The focus on living with technologies asks vital questions about e-, m- and u-learning, of course. It asks that we attend to both the already-stable and the still-emerging use genres into which learning is being shepherded. It asks that we do not assume a seamless transplant: just because a device has learning affordances does not mean that learning can (or should) be made part of the repertoires of its use. A recurring theme in the empirical studies in this book concerns those devices that are and aren’t used to access podcasts, and the times and places when podcasts are used by learners. Why is it that so many learners reported using their personal computer to access podcasts? Why did their learning take place when and where it did, and why didn’t it take place at other times and spaces – including those predicted to be ‘fillable’ with learning activity?

These questions require a many-headed approach. We need to understand, as Moisander and Eriksson (2006) showed above, how devices do come configured with uses (and users) in mind. But we also need to attend to the experiences of use, to those slowly emerging cultures of use that Lehtonen brought to our attention. The potential uses of digital devices are multiplying, to the extent that we don’t quite know what to call them anymore. When does a mobile phone become something else, when does its ‘phoneness’ recede as it becomes also a camera, an internet connection, a television, a GPS device, a games console, and so on?
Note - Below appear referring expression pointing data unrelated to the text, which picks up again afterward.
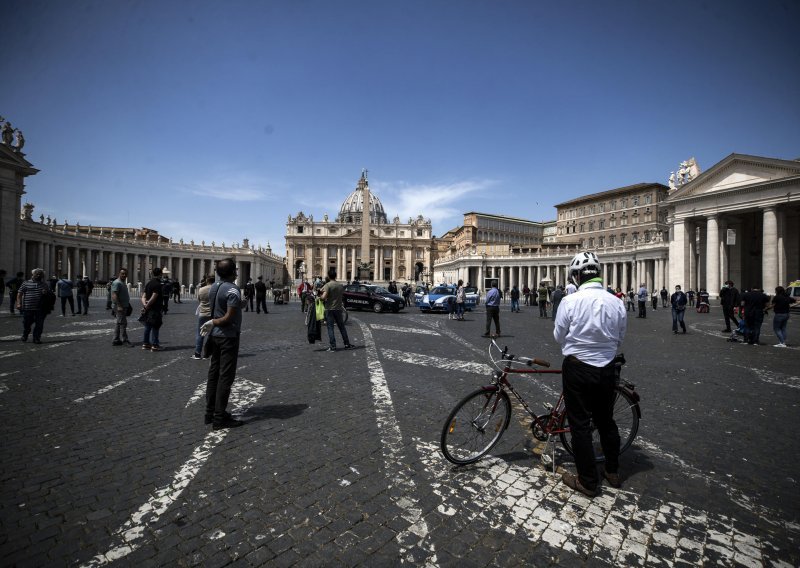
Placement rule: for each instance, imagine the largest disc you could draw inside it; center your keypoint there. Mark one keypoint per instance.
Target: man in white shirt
(590, 326)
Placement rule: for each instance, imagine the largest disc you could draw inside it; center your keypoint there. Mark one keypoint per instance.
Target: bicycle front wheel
(626, 416)
(475, 425)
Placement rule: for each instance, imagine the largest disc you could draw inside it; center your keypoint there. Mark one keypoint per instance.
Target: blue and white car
(440, 298)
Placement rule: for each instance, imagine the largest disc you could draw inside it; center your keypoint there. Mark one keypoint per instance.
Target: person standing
(730, 299)
(754, 303)
(261, 295)
(2, 286)
(492, 304)
(225, 328)
(541, 294)
(249, 293)
(152, 304)
(29, 303)
(780, 308)
(332, 293)
(515, 298)
(64, 290)
(678, 301)
(590, 327)
(642, 298)
(121, 304)
(203, 314)
(558, 295)
(461, 298)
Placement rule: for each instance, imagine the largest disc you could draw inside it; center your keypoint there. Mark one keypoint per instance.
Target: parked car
(438, 299)
(371, 297)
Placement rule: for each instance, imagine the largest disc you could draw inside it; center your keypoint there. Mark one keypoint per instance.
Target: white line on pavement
(402, 329)
(415, 535)
(438, 362)
(244, 394)
(126, 380)
(37, 348)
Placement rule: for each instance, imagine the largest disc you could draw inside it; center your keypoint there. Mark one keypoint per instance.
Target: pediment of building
(737, 171)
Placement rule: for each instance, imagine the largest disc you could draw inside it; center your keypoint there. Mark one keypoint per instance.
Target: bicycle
(478, 421)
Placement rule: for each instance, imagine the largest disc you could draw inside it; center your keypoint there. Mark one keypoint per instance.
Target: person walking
(121, 303)
(261, 295)
(249, 295)
(541, 297)
(754, 302)
(642, 298)
(515, 299)
(64, 292)
(29, 303)
(557, 296)
(224, 329)
(332, 293)
(461, 298)
(678, 301)
(780, 308)
(492, 304)
(590, 327)
(730, 299)
(152, 304)
(203, 314)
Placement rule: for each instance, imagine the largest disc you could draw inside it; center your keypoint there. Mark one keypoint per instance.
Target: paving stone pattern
(106, 460)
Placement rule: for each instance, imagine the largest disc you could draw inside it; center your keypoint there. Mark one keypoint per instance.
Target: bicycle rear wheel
(626, 416)
(475, 425)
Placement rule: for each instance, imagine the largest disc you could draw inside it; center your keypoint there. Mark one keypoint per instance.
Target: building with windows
(396, 251)
(27, 242)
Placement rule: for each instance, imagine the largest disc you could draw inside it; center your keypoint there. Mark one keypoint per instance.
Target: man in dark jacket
(729, 297)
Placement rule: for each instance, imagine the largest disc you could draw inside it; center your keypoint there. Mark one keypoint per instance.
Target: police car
(371, 297)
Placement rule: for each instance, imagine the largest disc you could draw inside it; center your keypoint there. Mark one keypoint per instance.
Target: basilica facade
(360, 242)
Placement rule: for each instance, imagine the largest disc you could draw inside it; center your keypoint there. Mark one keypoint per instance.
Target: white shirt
(591, 324)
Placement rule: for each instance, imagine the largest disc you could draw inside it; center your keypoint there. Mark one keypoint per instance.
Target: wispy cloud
(241, 187)
(439, 202)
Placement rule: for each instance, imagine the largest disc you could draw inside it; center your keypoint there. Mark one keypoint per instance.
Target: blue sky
(217, 120)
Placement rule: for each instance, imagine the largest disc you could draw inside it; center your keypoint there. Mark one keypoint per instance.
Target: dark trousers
(64, 301)
(221, 373)
(335, 317)
(35, 319)
(677, 317)
(727, 311)
(542, 308)
(493, 314)
(589, 399)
How do users develop use genres, some collective and some individual, some preset and some surprising?

To understand the relation between the affordances of technologies and the dispositions of users, we need to explore the discursive construction of particular technologies, and connect this to stories of experience, of use, of cohabitation. By this I mean we need to get a handle on the ways that devices are talked about, written about, thought about: how do certain discourses take hold, and help to shape technologies and uses? Selwyn (2002) offers an insightful discussion of the discursive construction of the personal computer as an educational device in the UK in the 1980s useful to us here. He shows, through a detailed reading of government policy and IT business strategy, how the idea of ‘educational computing’ was discursively constructed and perpetuated, becoming unquestioned common sense. While personal computers have arguably lost some of this primary attachment to learning, Selwyn shows how this particular history has shaped and continues to shape understandings and uses of computers. Learning has been naturalized as something that computers mediate. We could track parallel tales of the configuring of other technologies; this would certainly help us understand why learning ‘sticks’ to some devices better than others. That the personal computer has this history of educational configuring has doubtless contributed to the use genres reported in the case studies here: it is a ‘proper’ learning technology, therefore appropriate for educational podcast consumption. It appears, on the evidence laid out in this book, to be more amenable to ‘podagogy’ than other digital devices – even if the primary purpose of those devices is more closely bound up with podcasting.